The high-speed video goes beyond that. Telling a pitcher what a pitch’s effective spin rate is doesn’t mean nearly as much as letting him see the seams of the ball rotate on video and watching how the ball leaves his hand.

“If I’m Adam Ottavino, I trust the analytics department,” Boddy said, “but (Ottavino) doesn’t know what spin rate feels like. What Adam needs to know is, ‘When I throw it like this, you tell me it’s good, (but) what does it look like coming out of my hand?’ It bridges the gap between the data and feeling.”

So Edgertronic quickly proved their worth in a lab setting. But before long, the simplicity of the box proved it could do much more.

Because it didn’t come with a lens, it handles a wide variety of lenses. It can be used with a tiny lens suited for closeups or massive telephotos that can pull a quality image from hundreds of feet away.

The Astros soon figured out that they could take their Edgertronic out of the lab and to the ballpark. There’s little doubt that when it comes to using the high-speed camera, the Astros are significantly ahead of the field.

It is known publicly that the Astros use their Edgertronic for pitch development and pitch improvement, something that has been done at Driveline Baseball (and by Trevor Bauer) for several years.

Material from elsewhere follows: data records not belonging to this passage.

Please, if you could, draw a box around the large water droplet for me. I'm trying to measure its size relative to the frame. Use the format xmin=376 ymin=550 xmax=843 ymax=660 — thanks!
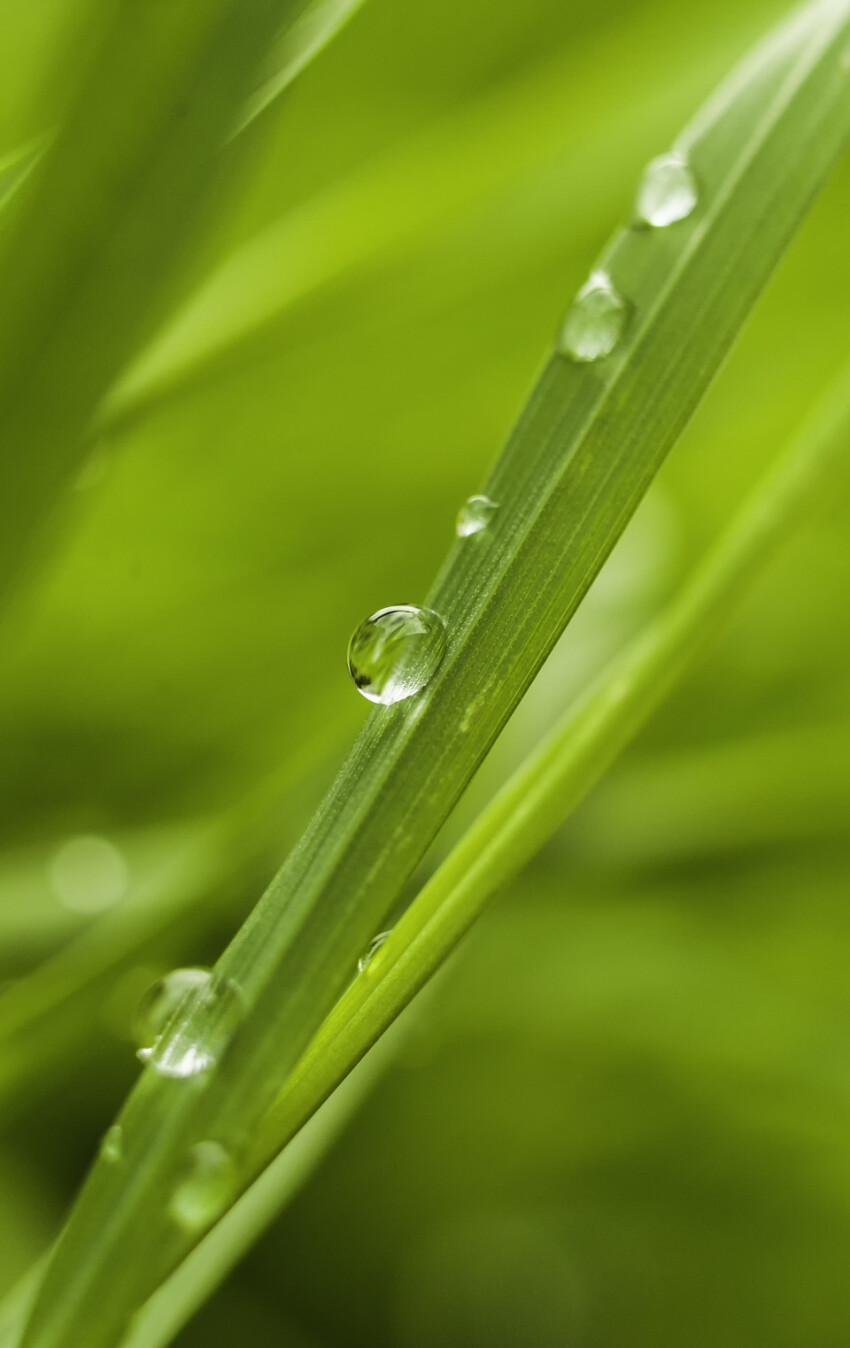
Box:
xmin=349 ymin=604 xmax=446 ymax=706
xmin=100 ymin=1123 xmax=124 ymax=1166
xmin=168 ymin=1142 xmax=238 ymax=1231
xmin=135 ymin=969 xmax=242 ymax=1077
xmin=637 ymin=155 xmax=699 ymax=229
xmin=357 ymin=931 xmax=389 ymax=973
xmin=50 ymin=834 xmax=129 ymax=913
xmin=457 ymin=496 xmax=498 ymax=538
xmin=559 ymin=271 xmax=626 ymax=364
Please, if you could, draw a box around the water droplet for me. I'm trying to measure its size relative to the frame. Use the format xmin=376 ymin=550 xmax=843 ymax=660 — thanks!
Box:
xmin=637 ymin=155 xmax=698 ymax=229
xmin=559 ymin=271 xmax=626 ymax=364
xmin=349 ymin=604 xmax=446 ymax=706
xmin=135 ymin=969 xmax=242 ymax=1077
xmin=100 ymin=1123 xmax=124 ymax=1166
xmin=357 ymin=931 xmax=389 ymax=973
xmin=50 ymin=834 xmax=129 ymax=913
xmin=457 ymin=496 xmax=498 ymax=538
xmin=168 ymin=1142 xmax=238 ymax=1231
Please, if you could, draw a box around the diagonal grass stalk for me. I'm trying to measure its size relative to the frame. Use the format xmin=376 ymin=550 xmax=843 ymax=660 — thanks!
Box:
xmin=6 ymin=371 xmax=850 ymax=1348
xmin=16 ymin=0 xmax=850 ymax=1348
xmin=0 ymin=0 xmax=309 ymax=611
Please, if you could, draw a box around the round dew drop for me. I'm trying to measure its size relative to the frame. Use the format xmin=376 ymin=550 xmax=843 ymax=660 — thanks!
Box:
xmin=457 ymin=496 xmax=498 ymax=538
xmin=637 ymin=155 xmax=698 ymax=229
xmin=349 ymin=604 xmax=446 ymax=706
xmin=100 ymin=1123 xmax=124 ymax=1165
xmin=357 ymin=931 xmax=389 ymax=973
xmin=168 ymin=1142 xmax=238 ymax=1232
xmin=559 ymin=271 xmax=626 ymax=364
xmin=135 ymin=969 xmax=242 ymax=1077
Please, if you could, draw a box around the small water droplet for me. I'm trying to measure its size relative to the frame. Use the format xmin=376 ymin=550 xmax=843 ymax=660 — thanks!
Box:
xmin=559 ymin=271 xmax=626 ymax=364
xmin=50 ymin=834 xmax=129 ymax=913
xmin=135 ymin=969 xmax=242 ymax=1077
xmin=457 ymin=496 xmax=498 ymax=538
xmin=168 ymin=1142 xmax=238 ymax=1231
xmin=637 ymin=155 xmax=699 ymax=229
xmin=100 ymin=1123 xmax=124 ymax=1166
xmin=357 ymin=931 xmax=389 ymax=973
xmin=349 ymin=604 xmax=446 ymax=706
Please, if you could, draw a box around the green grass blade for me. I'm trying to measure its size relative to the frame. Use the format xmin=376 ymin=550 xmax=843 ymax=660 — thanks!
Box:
xmin=257 ymin=358 xmax=850 ymax=1150
xmin=100 ymin=9 xmax=726 ymax=434
xmin=238 ymin=0 xmax=364 ymax=131
xmin=0 ymin=0 xmax=309 ymax=611
xmin=24 ymin=3 xmax=850 ymax=1348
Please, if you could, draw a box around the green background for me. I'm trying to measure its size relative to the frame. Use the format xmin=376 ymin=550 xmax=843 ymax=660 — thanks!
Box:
xmin=0 ymin=0 xmax=850 ymax=1348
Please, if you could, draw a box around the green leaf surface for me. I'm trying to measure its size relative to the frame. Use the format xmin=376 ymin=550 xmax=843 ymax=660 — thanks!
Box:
xmin=0 ymin=0 xmax=309 ymax=611
xmin=24 ymin=3 xmax=850 ymax=1348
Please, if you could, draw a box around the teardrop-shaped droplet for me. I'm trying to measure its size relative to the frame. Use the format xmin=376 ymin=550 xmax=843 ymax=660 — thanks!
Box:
xmin=349 ymin=604 xmax=446 ymax=706
xmin=559 ymin=271 xmax=626 ymax=364
xmin=136 ymin=969 xmax=242 ymax=1077
xmin=357 ymin=931 xmax=389 ymax=973
xmin=100 ymin=1123 xmax=124 ymax=1166
xmin=168 ymin=1142 xmax=238 ymax=1231
xmin=457 ymin=496 xmax=498 ymax=538
xmin=637 ymin=155 xmax=699 ymax=229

Using an Edgertronic camera helped the then-newly acquired Justin Verlander tweak his slider, turning what was already a good pitch into a devastating one, something Tom Verducci noted in his World Series wrapup for Sports Illustrated.

But it’s what else the Astros use their Edgertronic for that interests other teams. And it’s understandable that they want to be secretive about their competitive advantage in a blue box.

As one front office executive for another team put it, any time you saw an Astros’ Edgertronic last year, it was generally covered in tape (to conceal its identity), and whoever was running it was not going to talk about what they were using.

“They told me, ‘We’re live-streaming back to Houston,’” said the executive.

While Edgertronic doesn’t have live-streaming capability, it does have the potential to produce much of what larger, more expensive fixed-radar and optical systems are relied on for now.

Some believe that the Astros have already figured out how to use programming to derive TrackMan-style spin rate and other data from video shot with their Edgertronic cameras. It’s a programming challenge, but there’s no insurmountable obstacle that would keep teams from using an Edgertronic as a portable analytics lab. Super slow-mo cameras could also help teams perform kinetic analysis to see how pitchers’ bodies move while pitching.

The Astros are clearly a step ahead when it comes to figuring out ways to use an Edgertronic, but they are no longer alone in their endeavor.

Last year, the Astros were the only organization using them widely. This year, at least five others have Edgertronic cameras, and they will likely spread throughout baseball over the next couple years.

But while other teams are using them to develop pitchers and hitters, the Astros have made Edgertronic cameras vital parts of their scouting department. Houston got rid of many of its scouts last offseason. In their place, they have an army of video operators who are taking Edgertronic cameras to high school, junior college and college fields around the country.

But the next step for the blue box might bring the cameras full circle. An Edgertronic camera can serve as a sort of spy in the stands, figuring out just why Corey Kluber’s slider is so effective.

And now, armed with that information, pitchers can go back to the lab and try to replicate it, which means using an Edgertronic to tweak how they throw the pitch.

“Kluber’s slider spins a certain way,” Cothan said. “If you can guarantee a pitch can spin a certain way with a certain arm slot . . . I know some of that stuff is tough . . . But it’s a way better baseline to start from than having the stance of ‘he’s just gifted.’ If you throw it similar to him, and you can create some sort of window of the same release—all things equal—it would be a similar pitch. Worst case, it’s a really good slider.”